TrueNAS Telegraf, Influx, Grafana#

This guide will explain how to run Telegraf on TrueNAS SCALE, as well as running the InfluxDB and Grafana apps to collect NAS metrics and show graphs. This is how I run all three apps on my Beelink Me Mini NAS. As of this writing I’m running TrueNAS SCALE 25.04.1 (Fangtooth). The scope of this guide is to implement homelab-tier monitoring on a single node.
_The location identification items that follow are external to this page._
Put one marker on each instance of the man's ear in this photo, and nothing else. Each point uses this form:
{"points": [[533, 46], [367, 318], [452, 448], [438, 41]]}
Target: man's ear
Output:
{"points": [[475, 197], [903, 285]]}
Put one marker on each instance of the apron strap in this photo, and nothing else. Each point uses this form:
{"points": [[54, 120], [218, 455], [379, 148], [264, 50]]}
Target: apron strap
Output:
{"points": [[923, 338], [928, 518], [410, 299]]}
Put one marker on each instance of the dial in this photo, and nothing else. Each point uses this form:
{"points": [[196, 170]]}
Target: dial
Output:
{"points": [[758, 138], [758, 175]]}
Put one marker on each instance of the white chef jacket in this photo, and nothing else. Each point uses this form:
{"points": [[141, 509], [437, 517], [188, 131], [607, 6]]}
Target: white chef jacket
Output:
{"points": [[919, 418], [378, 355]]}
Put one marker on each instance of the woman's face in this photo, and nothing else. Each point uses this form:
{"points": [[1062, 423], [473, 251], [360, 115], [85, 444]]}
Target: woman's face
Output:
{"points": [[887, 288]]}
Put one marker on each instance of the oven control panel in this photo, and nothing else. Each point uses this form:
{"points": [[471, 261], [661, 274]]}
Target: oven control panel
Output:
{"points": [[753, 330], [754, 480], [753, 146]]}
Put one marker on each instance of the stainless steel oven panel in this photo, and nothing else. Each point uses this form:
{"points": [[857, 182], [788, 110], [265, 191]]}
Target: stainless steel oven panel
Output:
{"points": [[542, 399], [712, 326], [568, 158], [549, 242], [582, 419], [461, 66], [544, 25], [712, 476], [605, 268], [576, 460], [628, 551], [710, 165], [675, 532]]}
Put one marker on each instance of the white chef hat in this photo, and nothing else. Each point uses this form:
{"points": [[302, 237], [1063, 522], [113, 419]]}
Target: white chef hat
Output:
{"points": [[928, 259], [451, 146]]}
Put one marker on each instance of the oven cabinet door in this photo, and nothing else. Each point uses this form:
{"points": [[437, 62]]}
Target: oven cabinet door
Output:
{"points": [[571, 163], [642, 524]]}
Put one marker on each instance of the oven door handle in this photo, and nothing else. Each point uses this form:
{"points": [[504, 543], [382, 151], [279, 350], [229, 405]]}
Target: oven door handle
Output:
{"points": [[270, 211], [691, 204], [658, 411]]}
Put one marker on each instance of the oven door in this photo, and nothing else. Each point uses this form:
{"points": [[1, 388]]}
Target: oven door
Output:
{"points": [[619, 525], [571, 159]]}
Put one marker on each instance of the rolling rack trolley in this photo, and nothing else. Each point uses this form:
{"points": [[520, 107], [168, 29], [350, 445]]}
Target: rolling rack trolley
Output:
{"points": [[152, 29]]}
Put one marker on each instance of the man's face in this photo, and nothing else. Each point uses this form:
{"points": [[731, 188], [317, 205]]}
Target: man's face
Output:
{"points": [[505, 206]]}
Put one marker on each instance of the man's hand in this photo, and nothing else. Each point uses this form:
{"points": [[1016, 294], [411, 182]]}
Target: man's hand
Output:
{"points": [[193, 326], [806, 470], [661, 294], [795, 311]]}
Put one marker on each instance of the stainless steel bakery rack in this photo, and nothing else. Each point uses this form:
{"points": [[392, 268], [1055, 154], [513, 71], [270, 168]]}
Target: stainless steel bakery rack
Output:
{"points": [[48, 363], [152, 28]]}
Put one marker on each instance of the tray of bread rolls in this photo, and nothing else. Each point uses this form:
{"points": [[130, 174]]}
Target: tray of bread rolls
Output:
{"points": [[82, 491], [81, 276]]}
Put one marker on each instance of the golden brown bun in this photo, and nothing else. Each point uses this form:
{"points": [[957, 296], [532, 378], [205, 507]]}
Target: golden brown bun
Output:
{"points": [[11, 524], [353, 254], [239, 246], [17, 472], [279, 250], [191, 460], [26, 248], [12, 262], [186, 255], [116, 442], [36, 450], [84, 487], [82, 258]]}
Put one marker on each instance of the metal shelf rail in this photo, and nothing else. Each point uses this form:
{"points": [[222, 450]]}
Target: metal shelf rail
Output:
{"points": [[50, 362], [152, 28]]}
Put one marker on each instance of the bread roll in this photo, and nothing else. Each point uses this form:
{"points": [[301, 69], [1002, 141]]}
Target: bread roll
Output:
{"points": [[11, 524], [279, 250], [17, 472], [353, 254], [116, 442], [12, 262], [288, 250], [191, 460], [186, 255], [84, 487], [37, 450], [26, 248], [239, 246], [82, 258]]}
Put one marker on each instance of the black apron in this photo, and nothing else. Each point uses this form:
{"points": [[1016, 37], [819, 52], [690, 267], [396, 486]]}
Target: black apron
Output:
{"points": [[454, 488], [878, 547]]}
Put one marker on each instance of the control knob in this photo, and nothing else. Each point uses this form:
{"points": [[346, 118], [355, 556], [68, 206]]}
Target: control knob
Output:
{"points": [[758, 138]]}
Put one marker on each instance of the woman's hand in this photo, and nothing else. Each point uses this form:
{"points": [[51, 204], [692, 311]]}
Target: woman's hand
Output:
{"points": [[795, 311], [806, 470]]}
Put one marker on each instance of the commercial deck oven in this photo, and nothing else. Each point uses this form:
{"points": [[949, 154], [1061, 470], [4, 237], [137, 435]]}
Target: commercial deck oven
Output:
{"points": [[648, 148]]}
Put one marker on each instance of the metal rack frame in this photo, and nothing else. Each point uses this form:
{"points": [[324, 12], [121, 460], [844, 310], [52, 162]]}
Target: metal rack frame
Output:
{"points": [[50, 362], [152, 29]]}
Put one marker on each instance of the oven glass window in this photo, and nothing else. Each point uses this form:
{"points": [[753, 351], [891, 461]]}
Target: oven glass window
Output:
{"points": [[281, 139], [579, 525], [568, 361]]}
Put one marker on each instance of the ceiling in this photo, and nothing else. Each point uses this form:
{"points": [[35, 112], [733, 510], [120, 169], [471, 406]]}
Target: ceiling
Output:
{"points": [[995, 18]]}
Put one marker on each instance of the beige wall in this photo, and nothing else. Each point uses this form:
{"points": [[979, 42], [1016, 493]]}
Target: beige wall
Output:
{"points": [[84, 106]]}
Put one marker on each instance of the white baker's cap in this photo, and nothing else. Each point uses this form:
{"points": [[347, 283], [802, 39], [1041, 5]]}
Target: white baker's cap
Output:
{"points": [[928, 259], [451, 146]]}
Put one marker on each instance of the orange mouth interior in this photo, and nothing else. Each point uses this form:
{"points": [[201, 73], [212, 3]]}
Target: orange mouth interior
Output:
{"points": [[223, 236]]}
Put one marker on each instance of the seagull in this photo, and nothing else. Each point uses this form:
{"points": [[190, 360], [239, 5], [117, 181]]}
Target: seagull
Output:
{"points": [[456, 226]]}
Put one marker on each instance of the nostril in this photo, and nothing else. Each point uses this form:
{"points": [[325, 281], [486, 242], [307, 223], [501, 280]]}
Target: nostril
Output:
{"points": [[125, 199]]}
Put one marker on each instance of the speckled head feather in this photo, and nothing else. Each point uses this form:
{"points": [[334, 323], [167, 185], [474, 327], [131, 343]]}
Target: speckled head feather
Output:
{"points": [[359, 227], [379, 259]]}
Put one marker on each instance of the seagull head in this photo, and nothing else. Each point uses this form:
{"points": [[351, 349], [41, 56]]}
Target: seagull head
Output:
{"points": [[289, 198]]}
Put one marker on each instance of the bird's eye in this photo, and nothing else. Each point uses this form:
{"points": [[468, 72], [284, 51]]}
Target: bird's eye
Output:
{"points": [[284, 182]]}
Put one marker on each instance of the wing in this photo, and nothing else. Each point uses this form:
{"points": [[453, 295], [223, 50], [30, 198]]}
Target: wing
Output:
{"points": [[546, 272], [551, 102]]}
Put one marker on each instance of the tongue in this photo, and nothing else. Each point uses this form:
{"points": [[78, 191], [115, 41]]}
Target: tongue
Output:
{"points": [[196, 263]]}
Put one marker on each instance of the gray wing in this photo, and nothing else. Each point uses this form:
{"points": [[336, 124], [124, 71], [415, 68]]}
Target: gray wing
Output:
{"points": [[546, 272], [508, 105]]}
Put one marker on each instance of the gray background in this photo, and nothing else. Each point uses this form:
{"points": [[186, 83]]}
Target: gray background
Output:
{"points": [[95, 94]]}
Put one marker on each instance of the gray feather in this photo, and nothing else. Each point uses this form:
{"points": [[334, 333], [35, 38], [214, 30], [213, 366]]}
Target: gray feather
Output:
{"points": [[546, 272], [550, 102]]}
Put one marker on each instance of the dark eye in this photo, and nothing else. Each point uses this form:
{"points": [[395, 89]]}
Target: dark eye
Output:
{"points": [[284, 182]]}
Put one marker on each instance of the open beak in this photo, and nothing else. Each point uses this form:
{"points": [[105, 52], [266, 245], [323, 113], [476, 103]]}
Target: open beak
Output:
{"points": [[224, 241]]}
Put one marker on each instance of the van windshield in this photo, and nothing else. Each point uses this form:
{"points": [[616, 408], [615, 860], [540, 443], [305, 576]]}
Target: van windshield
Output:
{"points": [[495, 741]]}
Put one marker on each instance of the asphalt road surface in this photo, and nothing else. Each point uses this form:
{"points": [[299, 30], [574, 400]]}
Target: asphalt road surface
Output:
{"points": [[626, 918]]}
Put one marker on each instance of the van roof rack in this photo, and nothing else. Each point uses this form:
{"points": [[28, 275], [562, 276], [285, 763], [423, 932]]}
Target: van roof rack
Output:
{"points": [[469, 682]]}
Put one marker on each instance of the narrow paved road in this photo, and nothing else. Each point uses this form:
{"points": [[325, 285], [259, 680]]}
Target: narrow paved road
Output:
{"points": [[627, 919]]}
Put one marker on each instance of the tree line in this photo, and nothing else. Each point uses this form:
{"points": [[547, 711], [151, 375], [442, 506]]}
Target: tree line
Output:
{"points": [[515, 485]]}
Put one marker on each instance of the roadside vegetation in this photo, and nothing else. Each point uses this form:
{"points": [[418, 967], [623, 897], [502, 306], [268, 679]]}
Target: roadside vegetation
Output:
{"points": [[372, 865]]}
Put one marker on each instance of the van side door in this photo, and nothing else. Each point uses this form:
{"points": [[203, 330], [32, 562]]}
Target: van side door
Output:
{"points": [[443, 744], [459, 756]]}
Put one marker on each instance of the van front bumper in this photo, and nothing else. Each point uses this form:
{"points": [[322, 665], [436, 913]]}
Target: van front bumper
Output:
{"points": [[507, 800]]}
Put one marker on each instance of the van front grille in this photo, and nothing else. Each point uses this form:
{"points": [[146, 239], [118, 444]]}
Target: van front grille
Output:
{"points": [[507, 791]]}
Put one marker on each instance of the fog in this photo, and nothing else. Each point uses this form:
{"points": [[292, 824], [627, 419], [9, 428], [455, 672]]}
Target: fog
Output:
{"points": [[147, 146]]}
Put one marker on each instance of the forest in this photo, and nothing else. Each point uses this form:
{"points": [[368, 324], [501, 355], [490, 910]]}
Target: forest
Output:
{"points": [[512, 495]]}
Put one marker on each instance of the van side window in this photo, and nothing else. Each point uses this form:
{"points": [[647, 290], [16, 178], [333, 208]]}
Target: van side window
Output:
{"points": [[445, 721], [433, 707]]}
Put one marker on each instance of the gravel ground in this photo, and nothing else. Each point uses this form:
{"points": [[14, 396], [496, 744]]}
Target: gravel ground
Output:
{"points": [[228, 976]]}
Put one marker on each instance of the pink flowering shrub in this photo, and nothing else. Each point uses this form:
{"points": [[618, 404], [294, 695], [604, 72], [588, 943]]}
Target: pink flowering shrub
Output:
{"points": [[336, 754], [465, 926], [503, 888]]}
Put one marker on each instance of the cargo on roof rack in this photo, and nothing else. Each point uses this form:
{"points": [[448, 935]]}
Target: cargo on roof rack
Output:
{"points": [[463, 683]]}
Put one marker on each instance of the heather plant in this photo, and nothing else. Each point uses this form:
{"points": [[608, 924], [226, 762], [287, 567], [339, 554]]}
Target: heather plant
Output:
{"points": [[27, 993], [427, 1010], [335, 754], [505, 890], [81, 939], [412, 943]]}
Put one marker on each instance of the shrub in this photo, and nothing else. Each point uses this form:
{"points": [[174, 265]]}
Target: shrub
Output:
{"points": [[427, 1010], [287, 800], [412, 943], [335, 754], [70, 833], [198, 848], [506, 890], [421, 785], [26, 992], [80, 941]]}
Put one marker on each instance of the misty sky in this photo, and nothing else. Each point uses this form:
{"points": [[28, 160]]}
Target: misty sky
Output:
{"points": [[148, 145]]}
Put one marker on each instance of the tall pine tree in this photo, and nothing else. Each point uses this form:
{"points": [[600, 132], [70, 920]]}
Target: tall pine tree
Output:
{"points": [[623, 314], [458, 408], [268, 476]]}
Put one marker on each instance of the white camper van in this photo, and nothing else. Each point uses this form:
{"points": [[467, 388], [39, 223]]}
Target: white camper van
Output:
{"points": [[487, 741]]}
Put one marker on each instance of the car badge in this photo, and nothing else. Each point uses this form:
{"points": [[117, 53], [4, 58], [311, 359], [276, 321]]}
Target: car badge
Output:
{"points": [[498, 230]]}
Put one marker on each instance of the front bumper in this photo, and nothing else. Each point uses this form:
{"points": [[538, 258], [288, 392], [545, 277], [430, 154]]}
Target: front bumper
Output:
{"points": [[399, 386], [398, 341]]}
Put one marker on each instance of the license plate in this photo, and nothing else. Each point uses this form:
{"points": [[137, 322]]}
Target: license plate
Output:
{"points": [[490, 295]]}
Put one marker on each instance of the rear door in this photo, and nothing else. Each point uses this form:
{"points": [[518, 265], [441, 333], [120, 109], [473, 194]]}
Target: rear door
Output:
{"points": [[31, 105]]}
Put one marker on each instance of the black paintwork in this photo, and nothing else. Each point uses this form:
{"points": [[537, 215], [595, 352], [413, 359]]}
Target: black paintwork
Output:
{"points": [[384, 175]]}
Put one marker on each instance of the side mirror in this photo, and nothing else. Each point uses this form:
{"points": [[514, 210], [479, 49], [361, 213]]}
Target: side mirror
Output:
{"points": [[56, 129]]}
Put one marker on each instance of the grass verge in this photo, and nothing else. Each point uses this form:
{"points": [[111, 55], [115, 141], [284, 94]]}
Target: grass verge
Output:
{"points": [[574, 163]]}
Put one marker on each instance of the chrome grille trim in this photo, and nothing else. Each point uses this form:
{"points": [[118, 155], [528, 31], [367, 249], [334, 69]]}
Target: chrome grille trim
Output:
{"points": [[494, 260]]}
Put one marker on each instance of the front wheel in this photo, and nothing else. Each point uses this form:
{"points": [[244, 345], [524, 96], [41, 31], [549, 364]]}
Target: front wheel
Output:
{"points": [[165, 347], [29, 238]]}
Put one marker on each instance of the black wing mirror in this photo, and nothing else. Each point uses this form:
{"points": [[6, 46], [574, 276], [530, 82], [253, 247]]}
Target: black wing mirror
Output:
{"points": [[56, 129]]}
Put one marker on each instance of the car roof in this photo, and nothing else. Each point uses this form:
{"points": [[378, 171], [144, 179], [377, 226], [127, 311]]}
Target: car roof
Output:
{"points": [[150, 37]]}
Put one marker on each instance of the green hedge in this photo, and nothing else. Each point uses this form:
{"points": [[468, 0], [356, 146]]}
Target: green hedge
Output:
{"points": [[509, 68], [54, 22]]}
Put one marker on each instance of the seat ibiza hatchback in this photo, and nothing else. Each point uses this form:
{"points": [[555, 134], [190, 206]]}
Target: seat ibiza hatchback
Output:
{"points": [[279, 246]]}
Ever since I saw MRTG graphs at my first job at an ISP in 2003, I’ve always wanted to collect metrics and visualize them in graphs. Things like free disk space or CPU temperatures. I ran MRTG on my homelab file server for a few years, then tried RRDtool for a bit. It was in 2015 at Uber where I learned about Grafana and fell in love with it. Not so much the Graphite backend they were using at the time. I first started running my own Grafana at home in 2017 with InfluxDB and Telegraf.

Prerequisites#

Before starting there are a few things we need to setup:

  1. Choose a pool for apps if you haven’t used apps in TrueNAS before

  2. Create datasets for each application

Choose a Pool#

For this guide we’re using Vault as the pool. To enable apps in TrueNAS:

  1. In the TrueNAS UI go to ➡️ Apps

  2. Click on Configuration and then Choose Pool

  3. Select a pool (e.g. Vault)

Create Datasets#

Next we’ll be creating a few datasets. We’ll create a dataset named Apps just for organization, and within it we’ll create datasets for each individual app. This is the structure we’ll be using:

Vault (pool)
└── Apps
    ├── InfluxDB
    ├── Grafana
    └── Telegraf
  1. In the TrueNAS UI go to ➡️ Datasets

  2. Click on Vault then Add Dataset

    1. Name: Apps

    2. Dataset Preset: Apps

    3. Save

  3. Click on the new Apps dataset then Add Dataset again

    1. Name: InfluxDB

    2. Dataset Preset: Apps

    3. Save

    4. Return to Pool List

    5. Repeat for Grafana and Telegraf

https://i.imgur.com/sZ4tExJh.jpg

You should now see something like this.#

InfluxDB#

I use InfluxDB version 1 as the timeseries database to store all my metrics. Because the official InfluxDB TrueNAS app uses v2 I’m deploying mine as a custom app. If you’d rather run the official app feel free to use that instead and skip to the Telegraf section of this guide.

Note

I’m running v1 because the latest version (as of this writing it’s v3) has an absurd 3-day data limit for the free license (lol). It also removed Flux (lol). Try as I might I can’t find any justifiable reason to use v2. Even the CTO and cofounder of InfluxData suggests starting with v1 over v2 for future proofing.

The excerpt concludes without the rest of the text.